The Concord was "AMC's last best shot at trying to stay in the market with an American-designed car" until it was discontinued after 1983. After building over 406,000 Concords, AMC dropped the line, and made its successor the smaller front-wheel-drive Renault Alliance, a car that alienated many AMC loyalists.

The Concord was built on AMC's "junior" platform, which also served as the basis for the four-wheel-drive AMC Eagle, which according to author Don Sherman "pioneered the crossover SUV", and according to author Marty Padgett "predated a whole generation of crossover vehicles". The AMC Eagle remained in production until it was discontinued after Chrysler purchased AMC in the middle of the 1988 model year.

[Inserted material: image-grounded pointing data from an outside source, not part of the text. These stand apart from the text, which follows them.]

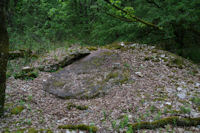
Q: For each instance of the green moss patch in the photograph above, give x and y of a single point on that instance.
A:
(79, 107)
(17, 110)
(174, 121)
(79, 127)
(26, 75)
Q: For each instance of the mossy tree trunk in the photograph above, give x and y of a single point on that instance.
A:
(4, 45)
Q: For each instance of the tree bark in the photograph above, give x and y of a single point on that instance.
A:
(4, 46)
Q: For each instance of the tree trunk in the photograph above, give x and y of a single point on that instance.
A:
(4, 45)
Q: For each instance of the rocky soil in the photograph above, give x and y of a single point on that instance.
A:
(160, 85)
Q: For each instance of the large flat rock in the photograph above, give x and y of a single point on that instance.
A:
(89, 77)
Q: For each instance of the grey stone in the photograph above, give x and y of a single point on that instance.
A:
(90, 77)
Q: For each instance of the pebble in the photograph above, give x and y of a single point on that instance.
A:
(168, 103)
(197, 84)
(179, 89)
(181, 95)
(139, 74)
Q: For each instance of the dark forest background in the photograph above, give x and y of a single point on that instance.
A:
(172, 25)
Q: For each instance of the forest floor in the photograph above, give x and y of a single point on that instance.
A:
(162, 86)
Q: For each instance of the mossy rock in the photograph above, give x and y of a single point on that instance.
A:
(82, 127)
(90, 77)
(174, 121)
(17, 110)
(27, 75)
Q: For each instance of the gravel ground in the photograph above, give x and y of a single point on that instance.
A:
(156, 90)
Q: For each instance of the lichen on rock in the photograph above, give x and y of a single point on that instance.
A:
(89, 77)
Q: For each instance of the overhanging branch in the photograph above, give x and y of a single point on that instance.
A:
(134, 18)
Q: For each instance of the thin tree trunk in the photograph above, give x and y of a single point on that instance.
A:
(4, 45)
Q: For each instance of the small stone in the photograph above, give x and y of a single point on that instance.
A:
(181, 95)
(122, 44)
(130, 116)
(179, 89)
(169, 90)
(198, 126)
(197, 84)
(195, 114)
(162, 55)
(27, 69)
(168, 103)
(139, 74)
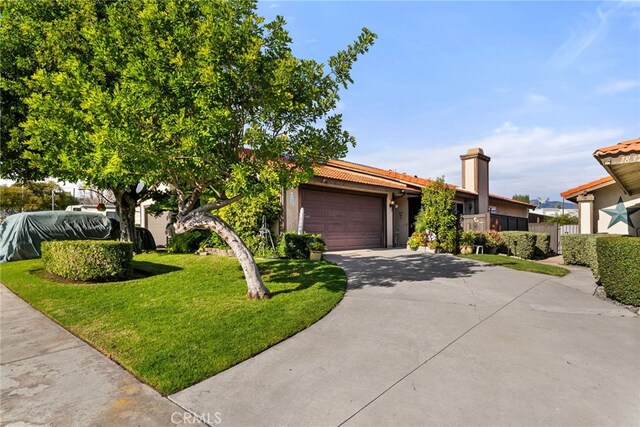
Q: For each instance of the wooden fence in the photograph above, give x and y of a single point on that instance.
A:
(555, 231)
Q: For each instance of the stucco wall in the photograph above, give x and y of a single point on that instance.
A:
(607, 198)
(509, 209)
(292, 205)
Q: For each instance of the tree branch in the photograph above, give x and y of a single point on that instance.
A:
(218, 205)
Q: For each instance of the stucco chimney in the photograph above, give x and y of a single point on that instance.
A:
(475, 177)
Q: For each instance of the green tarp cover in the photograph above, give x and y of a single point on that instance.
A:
(21, 234)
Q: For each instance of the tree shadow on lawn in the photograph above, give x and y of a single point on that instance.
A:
(141, 270)
(147, 268)
(371, 269)
(305, 274)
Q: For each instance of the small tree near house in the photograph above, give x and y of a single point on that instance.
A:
(438, 214)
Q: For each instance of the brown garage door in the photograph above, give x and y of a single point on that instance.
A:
(345, 220)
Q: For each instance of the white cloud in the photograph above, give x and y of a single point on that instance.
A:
(535, 98)
(506, 127)
(537, 161)
(617, 86)
(591, 29)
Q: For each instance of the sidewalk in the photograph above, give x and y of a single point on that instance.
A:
(50, 377)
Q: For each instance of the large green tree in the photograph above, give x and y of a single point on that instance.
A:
(66, 110)
(241, 114)
(202, 95)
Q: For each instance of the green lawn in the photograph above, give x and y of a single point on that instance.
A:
(519, 264)
(191, 319)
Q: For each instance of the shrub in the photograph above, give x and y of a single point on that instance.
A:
(619, 268)
(580, 249)
(88, 260)
(438, 214)
(296, 246)
(413, 243)
(468, 238)
(493, 240)
(317, 246)
(189, 242)
(520, 243)
(543, 244)
(418, 239)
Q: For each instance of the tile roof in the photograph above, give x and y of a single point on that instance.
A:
(412, 179)
(350, 176)
(631, 146)
(587, 187)
(506, 199)
(346, 171)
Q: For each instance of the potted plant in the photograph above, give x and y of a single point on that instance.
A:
(316, 248)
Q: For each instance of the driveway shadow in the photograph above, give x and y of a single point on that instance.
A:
(387, 268)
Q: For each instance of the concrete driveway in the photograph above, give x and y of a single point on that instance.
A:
(425, 339)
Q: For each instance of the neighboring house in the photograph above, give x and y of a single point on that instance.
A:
(355, 206)
(156, 225)
(554, 212)
(611, 204)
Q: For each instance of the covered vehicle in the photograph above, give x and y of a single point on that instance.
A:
(21, 234)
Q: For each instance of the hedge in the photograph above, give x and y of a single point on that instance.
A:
(189, 242)
(580, 249)
(543, 244)
(88, 260)
(619, 267)
(296, 246)
(520, 243)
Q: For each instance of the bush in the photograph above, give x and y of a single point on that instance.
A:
(520, 243)
(189, 242)
(413, 243)
(619, 268)
(493, 240)
(543, 244)
(580, 249)
(88, 260)
(468, 238)
(296, 246)
(418, 239)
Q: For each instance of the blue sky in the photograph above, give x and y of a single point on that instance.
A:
(538, 85)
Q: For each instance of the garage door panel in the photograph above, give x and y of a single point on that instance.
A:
(345, 220)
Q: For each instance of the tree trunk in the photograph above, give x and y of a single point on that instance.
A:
(126, 202)
(202, 220)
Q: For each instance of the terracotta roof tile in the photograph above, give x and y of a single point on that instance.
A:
(413, 179)
(349, 176)
(631, 146)
(506, 199)
(586, 187)
(343, 165)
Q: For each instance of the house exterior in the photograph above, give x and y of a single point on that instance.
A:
(611, 204)
(355, 206)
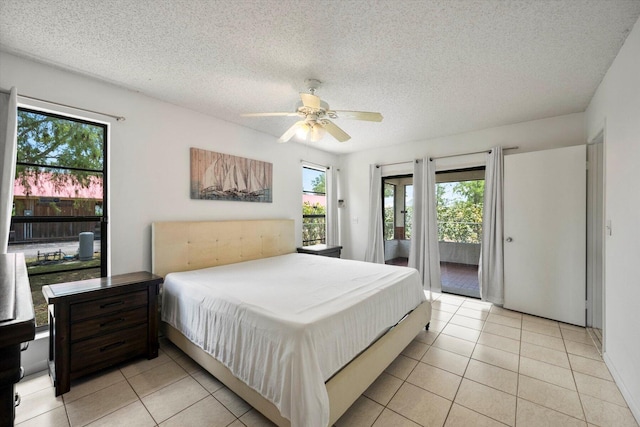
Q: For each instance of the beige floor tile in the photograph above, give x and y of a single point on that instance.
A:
(92, 383)
(232, 401)
(383, 388)
(570, 327)
(436, 325)
(582, 336)
(435, 380)
(37, 403)
(467, 322)
(103, 402)
(499, 342)
(584, 350)
(477, 305)
(492, 376)
(544, 354)
(420, 406)
(446, 360)
(415, 350)
(547, 372)
(138, 366)
(502, 330)
(441, 315)
(188, 364)
(401, 367)
(550, 396)
(497, 357)
(543, 340)
(530, 414)
(454, 345)
(459, 416)
(540, 328)
(156, 378)
(591, 367)
(389, 418)
(488, 401)
(34, 382)
(168, 401)
(134, 414)
(54, 418)
(362, 413)
(443, 306)
(541, 320)
(208, 381)
(514, 322)
(207, 411)
(474, 314)
(599, 388)
(461, 332)
(603, 413)
(426, 337)
(254, 418)
(504, 312)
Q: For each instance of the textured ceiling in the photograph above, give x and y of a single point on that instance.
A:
(432, 68)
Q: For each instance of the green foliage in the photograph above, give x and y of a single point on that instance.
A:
(313, 228)
(45, 140)
(460, 218)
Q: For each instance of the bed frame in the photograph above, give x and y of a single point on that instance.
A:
(183, 246)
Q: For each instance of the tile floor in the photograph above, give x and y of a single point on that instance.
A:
(478, 365)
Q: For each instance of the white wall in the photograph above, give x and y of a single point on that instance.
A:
(149, 157)
(615, 108)
(529, 136)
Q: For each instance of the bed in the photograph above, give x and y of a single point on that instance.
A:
(281, 352)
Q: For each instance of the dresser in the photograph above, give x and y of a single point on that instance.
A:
(321, 249)
(98, 323)
(17, 328)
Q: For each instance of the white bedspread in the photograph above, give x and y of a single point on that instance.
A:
(284, 325)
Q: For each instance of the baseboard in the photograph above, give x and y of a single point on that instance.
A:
(633, 405)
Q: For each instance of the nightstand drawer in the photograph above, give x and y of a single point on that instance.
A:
(104, 306)
(105, 324)
(115, 345)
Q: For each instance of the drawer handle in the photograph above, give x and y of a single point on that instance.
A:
(112, 322)
(112, 304)
(111, 346)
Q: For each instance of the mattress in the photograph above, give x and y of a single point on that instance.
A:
(284, 325)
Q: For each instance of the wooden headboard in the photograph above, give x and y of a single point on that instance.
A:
(190, 245)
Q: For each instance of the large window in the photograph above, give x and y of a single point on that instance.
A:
(59, 204)
(314, 206)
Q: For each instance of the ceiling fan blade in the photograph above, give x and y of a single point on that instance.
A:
(335, 131)
(269, 114)
(311, 101)
(357, 115)
(291, 131)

For the 1987 model year, AMC introduced the imported Medallion to replace the discontinued Concord and the similarly sized, but poor-selling Renault 18-based 18i/Sportwagon, which had been sold at AMC dealerships from 1981 until 1986. The Medallion, like its 18i/Sportwagon predecessors, also failed to sell in large numbers, and Chrysler canceled the captive imports at the end of 1989.

For the 1993 model year, Chrysler introduced the LH platform series of full-size sedans that was based on and built in the same Brampton, Ontario factory as the AMC-developed and Renault-derived Eagle Premier. Significantly larger than the AMC Concord, the flagship of the LH line for several years was similarly named, the Chrysler Concorde.